El siglo XX fue una época dorada para los ferrocarriles del mundo, que se instalaron como el medio de transporte ideal para trasladar pasajeros y mercaderías, en forma rápida, segura y a grandes distancias. El Mercury fue uno de ellos.

Escribe: JULIO A. BENÍTEZ – benitezjulioalberto@gmail.com

A pedido de la Central de Ferrocarriles de E.E.U.U, don Henry Dreyfus construyó al fabuloso y futurista “Mercury”, apodado el Rey de Hierro, curvilíneo, con 9 coches para 410 pasajeros, y otro coche para poder disfrutar por grandes ventanales todo el paisaje natural de los recorridos, que comenzaron el 15 de julio de 1936.

Su primer viaje fue realizado, ida y vuelta, desde Cleveland a Detroit. Usaba el carbón como combustible.

El requerimiento de la población exigió más trenes con estas características, cómodos, con los asientos más grandes, alejados de las ventanillas, al centro, un poco más alejados unos de otros, con porta equipajes personales, bolsos, ropa de uso necesario, y las valijas.

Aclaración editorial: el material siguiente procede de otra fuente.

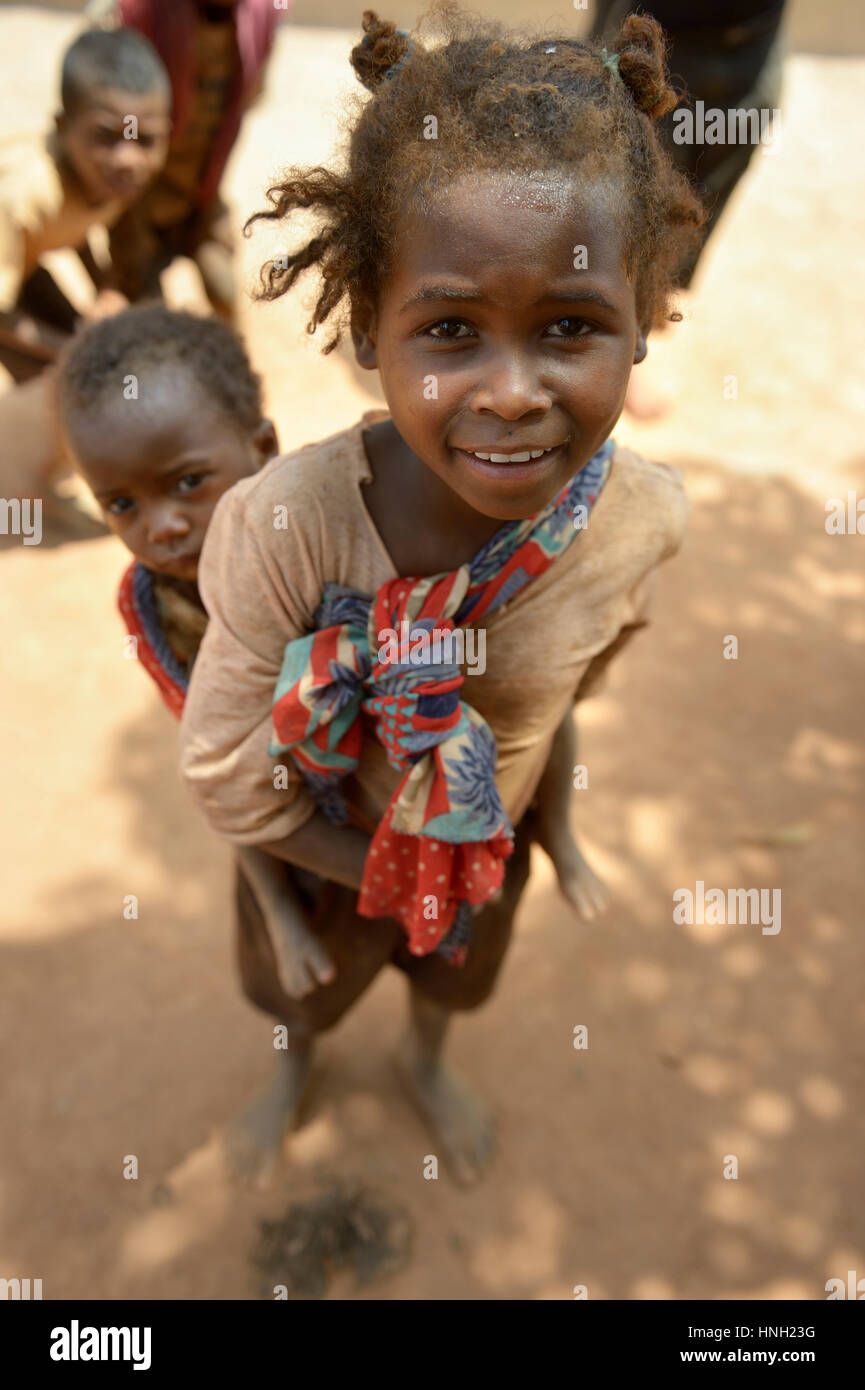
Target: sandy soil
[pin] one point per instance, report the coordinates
(131, 1037)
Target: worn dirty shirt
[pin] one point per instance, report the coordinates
(274, 541)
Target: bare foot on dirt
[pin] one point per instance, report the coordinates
(458, 1119)
(253, 1141)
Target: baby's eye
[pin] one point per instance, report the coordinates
(117, 506)
(448, 330)
(569, 328)
(191, 481)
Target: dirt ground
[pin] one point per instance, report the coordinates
(131, 1037)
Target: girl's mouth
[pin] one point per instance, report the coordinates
(523, 463)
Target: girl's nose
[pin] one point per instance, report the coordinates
(166, 524)
(512, 389)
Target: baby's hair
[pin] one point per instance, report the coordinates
(501, 102)
(118, 59)
(152, 338)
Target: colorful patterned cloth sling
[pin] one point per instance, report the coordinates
(441, 845)
(136, 602)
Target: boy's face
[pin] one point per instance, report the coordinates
(490, 342)
(159, 464)
(116, 142)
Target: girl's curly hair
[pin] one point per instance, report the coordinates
(501, 102)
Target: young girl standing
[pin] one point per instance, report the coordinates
(502, 236)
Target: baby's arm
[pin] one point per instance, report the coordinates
(580, 884)
(302, 962)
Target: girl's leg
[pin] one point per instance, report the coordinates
(579, 883)
(462, 1126)
(302, 962)
(356, 950)
(461, 1123)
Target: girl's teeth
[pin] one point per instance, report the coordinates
(511, 458)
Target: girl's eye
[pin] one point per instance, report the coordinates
(569, 328)
(191, 481)
(448, 330)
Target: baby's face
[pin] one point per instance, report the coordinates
(490, 341)
(117, 142)
(159, 464)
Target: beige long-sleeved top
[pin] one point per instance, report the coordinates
(278, 537)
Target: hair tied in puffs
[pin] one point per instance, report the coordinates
(611, 60)
(367, 42)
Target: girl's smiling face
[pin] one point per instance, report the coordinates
(492, 346)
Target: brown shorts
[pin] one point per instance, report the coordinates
(359, 947)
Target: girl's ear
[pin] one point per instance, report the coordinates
(264, 441)
(363, 337)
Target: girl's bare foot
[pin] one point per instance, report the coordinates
(458, 1119)
(253, 1141)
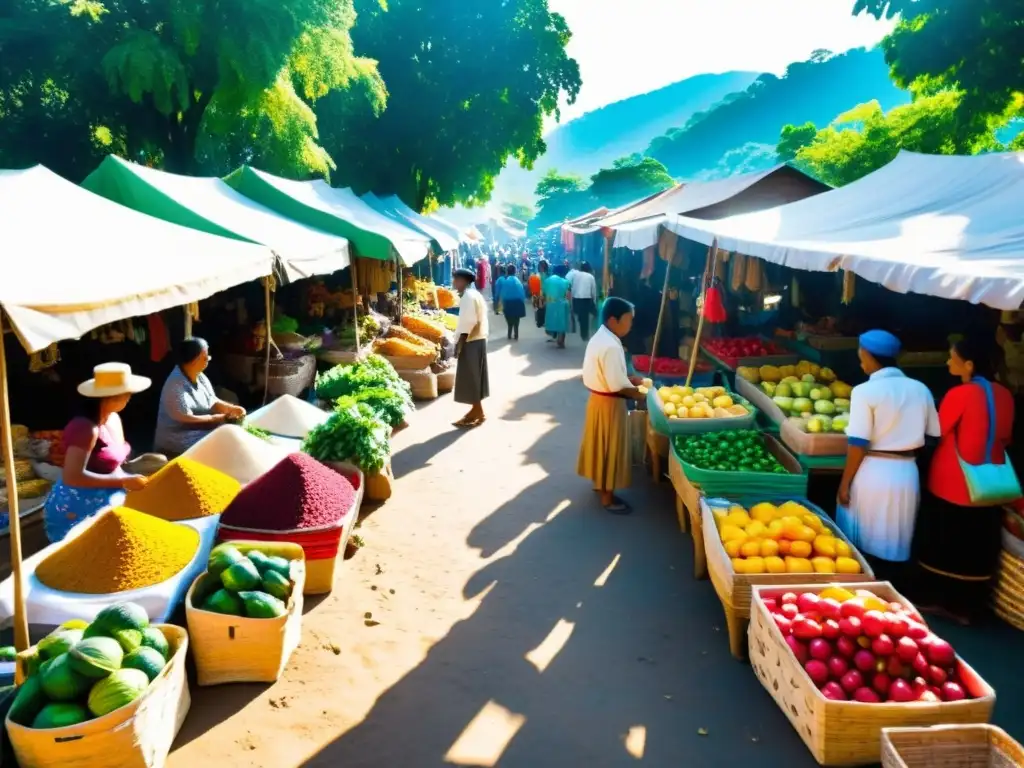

Y lo que fuera más grande se colocaba en un vagón por orden de número de asiento de su dueño, es decir al descender, todo rápido, comodidad absoluta, digamos era como un club privado.

Extensión de líneas

Así, ante el auge de este medio de transporte, el Mercury extendió sus líneas a Connecticut y Chicago, partiendo desde su central en Cleveland. Su velocidad media registrada era de 130 km/hora, pero podía llegar a desarrollar 160.

Pero, la línea a Connecticut dejó de funcionar en 1957, la que llegaba a Chicago bajó sus barreras en 1958 y la fábrica cerró en 1959, posiblemente porque el futuro de la existencia de ese combustible comenzaría a escasear.

Este ícono que no se olvida en la historia ferroviaria de Estados Unidos.